Graham, a member of the Phillies' announcing team from 1991 through last year, started his own production company, Wipe Out Productions, after his contract wasn't renewed after last season.

He has remained active in broadcasting, but his company just produced its first show, a highlight tape of the Drexel men's basketball team.

Dawn of the Dragon, a half-hour show that is actually 23 minutes, 54 seconds in length, will be shown on CN8 at 5 p.m. May 26. It will also be shown at 4:30 p.m. June 16.

Even if you're not a fan of Drexel, this entertaining show is worth viewing. It's not only the story of a Drexel team that was 23-9 last season, but also of one that just missed an NCAA tournament bid, received a berth in the National Invitation Tournament, and beat Villanova, Syracuse, Temple, St. Joseph's and Creighton.

What Graham captures is the excitement Drexel generated throughout its campus and the Philadelphia sports community.

"It became something different than a highlight tape," Graham, 41, said this week in a telephone interview. "While the season was great, there was a story about the campus getting totally behind the team."

The star of the show was coach Bruiser Flint. He is portrayed as passionate, tough and personable.

One amusing sequence depicts his players and fellow coaches describing Flint in one word. Most who were asked smiled before choosing their words carefully.

Flint was shown talking (sometimes loudly) to his players in the huddle, and one sequence showed the thing that angered him most - having players beaten on backdoor cuts.

None of this would have been possible without Flint's providing Graham access.
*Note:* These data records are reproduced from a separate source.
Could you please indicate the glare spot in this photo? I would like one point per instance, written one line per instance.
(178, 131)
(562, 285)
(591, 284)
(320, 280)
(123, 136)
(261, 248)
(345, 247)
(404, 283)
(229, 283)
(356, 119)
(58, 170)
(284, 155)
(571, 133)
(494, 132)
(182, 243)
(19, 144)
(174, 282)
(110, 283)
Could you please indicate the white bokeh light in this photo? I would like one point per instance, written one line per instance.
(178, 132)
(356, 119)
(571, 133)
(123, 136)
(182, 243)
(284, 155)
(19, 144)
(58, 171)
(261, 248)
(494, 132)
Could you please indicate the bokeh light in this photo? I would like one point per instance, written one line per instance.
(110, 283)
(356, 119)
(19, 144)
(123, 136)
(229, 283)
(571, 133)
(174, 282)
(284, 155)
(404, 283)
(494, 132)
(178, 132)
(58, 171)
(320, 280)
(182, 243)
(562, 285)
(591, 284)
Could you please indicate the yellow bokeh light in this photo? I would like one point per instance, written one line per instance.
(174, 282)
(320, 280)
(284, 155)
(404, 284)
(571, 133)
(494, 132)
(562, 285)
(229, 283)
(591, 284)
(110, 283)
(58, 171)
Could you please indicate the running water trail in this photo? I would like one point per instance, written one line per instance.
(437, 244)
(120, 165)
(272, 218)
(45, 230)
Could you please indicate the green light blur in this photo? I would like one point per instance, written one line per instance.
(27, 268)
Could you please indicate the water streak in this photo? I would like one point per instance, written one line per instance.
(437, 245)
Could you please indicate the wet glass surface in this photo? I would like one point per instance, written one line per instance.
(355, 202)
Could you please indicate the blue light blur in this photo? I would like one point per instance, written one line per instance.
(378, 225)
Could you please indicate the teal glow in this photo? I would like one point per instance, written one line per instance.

The coach agreed several times to have a microphone on in games.

"I don't remember seeing a lot of college coaches miked, and it was intriguing," Graham said.
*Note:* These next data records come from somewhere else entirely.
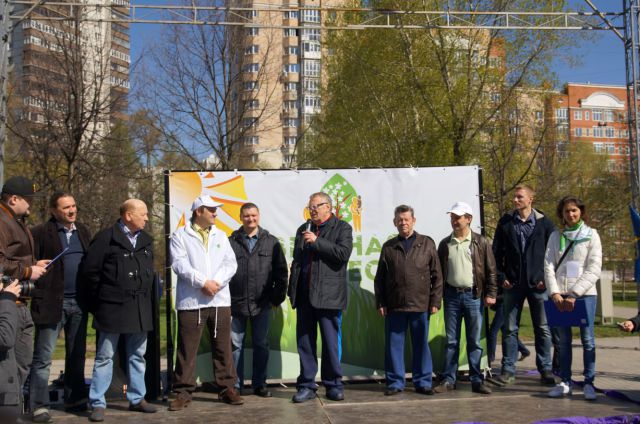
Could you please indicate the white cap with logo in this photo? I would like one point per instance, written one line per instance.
(205, 201)
(460, 209)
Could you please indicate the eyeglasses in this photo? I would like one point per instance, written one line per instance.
(315, 207)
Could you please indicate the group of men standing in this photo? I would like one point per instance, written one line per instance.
(110, 276)
(228, 283)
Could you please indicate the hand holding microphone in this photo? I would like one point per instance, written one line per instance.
(307, 235)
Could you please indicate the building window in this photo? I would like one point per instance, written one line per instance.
(312, 68)
(254, 49)
(597, 114)
(608, 116)
(290, 105)
(312, 101)
(250, 122)
(311, 47)
(251, 67)
(293, 68)
(598, 147)
(610, 132)
(561, 115)
(251, 140)
(310, 34)
(311, 16)
(311, 85)
(290, 123)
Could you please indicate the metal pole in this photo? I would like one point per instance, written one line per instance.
(5, 42)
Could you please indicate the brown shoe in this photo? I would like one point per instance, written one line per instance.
(231, 396)
(180, 402)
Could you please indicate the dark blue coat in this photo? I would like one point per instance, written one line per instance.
(521, 268)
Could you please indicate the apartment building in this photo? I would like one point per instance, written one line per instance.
(281, 72)
(595, 114)
(65, 66)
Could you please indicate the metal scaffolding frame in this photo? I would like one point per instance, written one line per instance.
(15, 11)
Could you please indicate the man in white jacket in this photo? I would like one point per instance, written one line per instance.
(204, 262)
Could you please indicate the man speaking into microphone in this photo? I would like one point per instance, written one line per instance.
(318, 290)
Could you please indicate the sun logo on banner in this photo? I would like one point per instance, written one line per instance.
(347, 203)
(230, 192)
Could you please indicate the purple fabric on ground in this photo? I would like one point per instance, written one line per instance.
(620, 419)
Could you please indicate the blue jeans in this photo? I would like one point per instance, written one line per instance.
(395, 327)
(74, 322)
(259, 330)
(308, 319)
(513, 303)
(459, 305)
(492, 337)
(135, 346)
(588, 345)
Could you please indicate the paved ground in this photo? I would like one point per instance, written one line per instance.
(525, 402)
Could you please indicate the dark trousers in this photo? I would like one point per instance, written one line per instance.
(24, 343)
(330, 322)
(190, 326)
(74, 323)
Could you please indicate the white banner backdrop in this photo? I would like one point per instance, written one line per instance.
(366, 199)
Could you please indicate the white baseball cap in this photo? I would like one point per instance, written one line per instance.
(460, 209)
(206, 201)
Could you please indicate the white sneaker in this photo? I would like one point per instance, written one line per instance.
(589, 392)
(560, 390)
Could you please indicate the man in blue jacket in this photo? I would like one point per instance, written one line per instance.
(318, 290)
(519, 247)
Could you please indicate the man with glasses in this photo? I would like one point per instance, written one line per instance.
(203, 260)
(318, 290)
(17, 259)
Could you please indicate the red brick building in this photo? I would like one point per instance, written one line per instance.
(596, 114)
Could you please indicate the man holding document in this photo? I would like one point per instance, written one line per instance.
(55, 306)
(573, 263)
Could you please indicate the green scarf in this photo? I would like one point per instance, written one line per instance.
(578, 233)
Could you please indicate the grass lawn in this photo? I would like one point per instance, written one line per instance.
(91, 336)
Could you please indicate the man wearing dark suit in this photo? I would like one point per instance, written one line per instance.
(118, 272)
(54, 306)
(318, 291)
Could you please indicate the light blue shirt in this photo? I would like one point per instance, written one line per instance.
(133, 237)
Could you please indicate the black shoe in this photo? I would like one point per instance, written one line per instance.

In addition to the show for CN8, there will be a DVD of Drexel's season that includes extra scenes that aren't part of the original show.

Besides being the producer, director, writer and, yes, narrator, Graham was aided by Brian Murray, a fellow worker at NFL Films, who lent his experience as a cinematographer and editor. Ken Rodgers, an NFL Films producer, also offered his expertise.

While Graham said his company was pitching television shows and hoped to produce other highlight tapes, he planned to remain involved as an announcer.

During the winter, Graham was busy serving as a play-by-play basketball announcer for CN8, ESPN and ESPNU.

Since 2003, he has worked for NFL Films. Graham is a narrator, and also a play-by-play broadcaster for NFL Europe games. He recently completed work as a narrator on highlight tapes for the Atlanta Falcons, Baltimore Ravens, Buffalo Bills, and New England Patriots.

When the football season begins, he will be the voice of the NFL Network's Game of the Week.

"NFL Films has been great to me," he said.

Invariably, people ask Graham about his former job with the Phillies. He won't dwell on the past. "I really miss it, but I have to move on," he said.

While it's probably no consolation to Graham, the Phillies' announcing teams haven't flourished in his absence. But that's another story for another day.

Graham was a finalist for the San Diego Padres' radio job this winter. He plans to continue working as an announcer.

But his first production will always be a source of pride.

"This will be, in part, what we do, and it was something that was great to envision and watch it come to fruition," Graham said. "There is a tremendous sense of accomplishment."